この場合、(1)32万円が、住宅ローン控除額となります。年数がたち、所得の増加に伴って、(3)は増えていますが、住宅ローンの返済が進み、(1)の額が小さくなったため、結果として、控除額はほぼ変わっていません。

今後返済が進むと、残高減少に伴って(1)が徐々に減り、控除額も減って行くケースです。

ケース②

①のケースよりも返済期間の長い、30年のローンを組んだケースを考えてみます。初年度は①のケースと同条件のため、(3)30万円が、住宅ローン控除額となります。

返済開始から5年(返済期間の6分の1)経ち、住宅ローン残高が、4000万円に減った時を考えてみましょう。所得税額等は所得の増加に従って、20%増加(36万円)しているものとします。

  • (1)住宅ローンの年末残高×控除率=4000万円×1%=40万円
  • (2)控除限度額=40万円
  • (3)所得税(+住民税)=36万円

この場合は、(3)の36万円が、住宅ローン控除額となります。返済開始から5年経ち、住宅ローンの年末残高は減りましたが、借入期間が長いため、残高の減少速度は遅くなっています。そのため、最終的な住宅ローン減税の控除総額も、ケース①よりも多くなります。
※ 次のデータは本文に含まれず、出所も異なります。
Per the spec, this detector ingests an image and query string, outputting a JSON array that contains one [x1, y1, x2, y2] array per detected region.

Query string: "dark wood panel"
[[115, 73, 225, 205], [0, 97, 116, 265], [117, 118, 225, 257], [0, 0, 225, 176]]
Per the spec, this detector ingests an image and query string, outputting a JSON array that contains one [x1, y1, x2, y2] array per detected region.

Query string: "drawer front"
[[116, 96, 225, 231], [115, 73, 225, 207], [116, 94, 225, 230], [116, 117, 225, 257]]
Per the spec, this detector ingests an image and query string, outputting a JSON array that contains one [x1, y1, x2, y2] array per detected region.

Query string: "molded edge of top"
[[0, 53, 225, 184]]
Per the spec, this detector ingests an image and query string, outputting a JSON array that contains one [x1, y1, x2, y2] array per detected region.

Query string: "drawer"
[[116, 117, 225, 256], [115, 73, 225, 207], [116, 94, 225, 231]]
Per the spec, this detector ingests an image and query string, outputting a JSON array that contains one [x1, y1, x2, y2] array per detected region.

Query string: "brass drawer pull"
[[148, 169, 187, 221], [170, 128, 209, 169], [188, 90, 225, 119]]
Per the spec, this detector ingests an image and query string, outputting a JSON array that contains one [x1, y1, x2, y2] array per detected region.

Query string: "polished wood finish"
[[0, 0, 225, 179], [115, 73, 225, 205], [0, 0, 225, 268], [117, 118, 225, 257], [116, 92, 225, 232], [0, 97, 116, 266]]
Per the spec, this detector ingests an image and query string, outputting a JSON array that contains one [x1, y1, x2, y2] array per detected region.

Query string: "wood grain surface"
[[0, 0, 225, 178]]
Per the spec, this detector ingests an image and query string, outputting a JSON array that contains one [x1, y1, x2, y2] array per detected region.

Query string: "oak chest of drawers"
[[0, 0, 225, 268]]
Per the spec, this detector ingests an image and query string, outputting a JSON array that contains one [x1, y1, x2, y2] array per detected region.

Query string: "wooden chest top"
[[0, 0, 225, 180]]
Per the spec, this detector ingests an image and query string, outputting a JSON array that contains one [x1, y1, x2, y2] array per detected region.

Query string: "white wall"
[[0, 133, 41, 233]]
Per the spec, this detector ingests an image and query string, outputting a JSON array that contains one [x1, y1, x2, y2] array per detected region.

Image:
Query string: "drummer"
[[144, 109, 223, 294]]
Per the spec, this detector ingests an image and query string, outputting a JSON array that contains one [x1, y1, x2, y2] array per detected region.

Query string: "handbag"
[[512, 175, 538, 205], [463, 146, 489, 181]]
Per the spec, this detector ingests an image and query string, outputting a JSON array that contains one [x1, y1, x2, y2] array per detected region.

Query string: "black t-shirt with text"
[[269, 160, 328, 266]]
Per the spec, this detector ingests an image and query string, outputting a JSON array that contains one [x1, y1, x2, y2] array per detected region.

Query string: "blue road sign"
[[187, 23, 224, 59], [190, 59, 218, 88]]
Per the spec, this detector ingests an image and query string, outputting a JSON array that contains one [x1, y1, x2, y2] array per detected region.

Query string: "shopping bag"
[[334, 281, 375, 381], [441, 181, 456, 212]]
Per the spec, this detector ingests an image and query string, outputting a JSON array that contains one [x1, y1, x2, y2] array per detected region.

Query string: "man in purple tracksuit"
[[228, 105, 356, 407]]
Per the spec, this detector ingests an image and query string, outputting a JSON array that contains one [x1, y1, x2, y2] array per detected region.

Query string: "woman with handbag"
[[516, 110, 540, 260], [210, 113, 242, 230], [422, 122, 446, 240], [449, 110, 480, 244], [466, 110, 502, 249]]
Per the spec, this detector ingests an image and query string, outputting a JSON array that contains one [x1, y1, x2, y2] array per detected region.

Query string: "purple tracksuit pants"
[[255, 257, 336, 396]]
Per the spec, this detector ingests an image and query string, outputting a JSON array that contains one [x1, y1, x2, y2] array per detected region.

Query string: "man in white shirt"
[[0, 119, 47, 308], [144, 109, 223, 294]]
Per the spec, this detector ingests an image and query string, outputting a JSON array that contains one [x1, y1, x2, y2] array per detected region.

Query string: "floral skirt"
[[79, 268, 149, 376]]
ただし、ローンの長期化で住宅ローン控除によるメリットは大きくなりますが、ローンの利息負担は、ケース①よりも大きくなり、また、住宅ローン控除の適用期間10年を過ぎると、より一層利息の負担感が増すでしょう。利息とのバランスを考えて、返済期間を考えたほうが良いでしょう。

まとめ

住宅ローン控除の適用を受けるための確定申告の手続きの仕方を中心に説明してきましたが、いかがだったでしょうか。はじめての確定申告という方も多いかと思います。特に提出書類の多さや、適用要件の多さに戸惑われるかと思いますが、うまく活用すれば最大で400万円の節税効果があります。

大切なポイントは、住宅購入時に不動産会社から手渡される書類や金融会社から送られてくる書類、会社からの源泉徴収票をきちんと保管することです。その他、税務署での申告書や法務局での登記事項証明書があれば、申告書の記載に必要な書類はおおよそ揃いますので早めの準備を心がけましょう。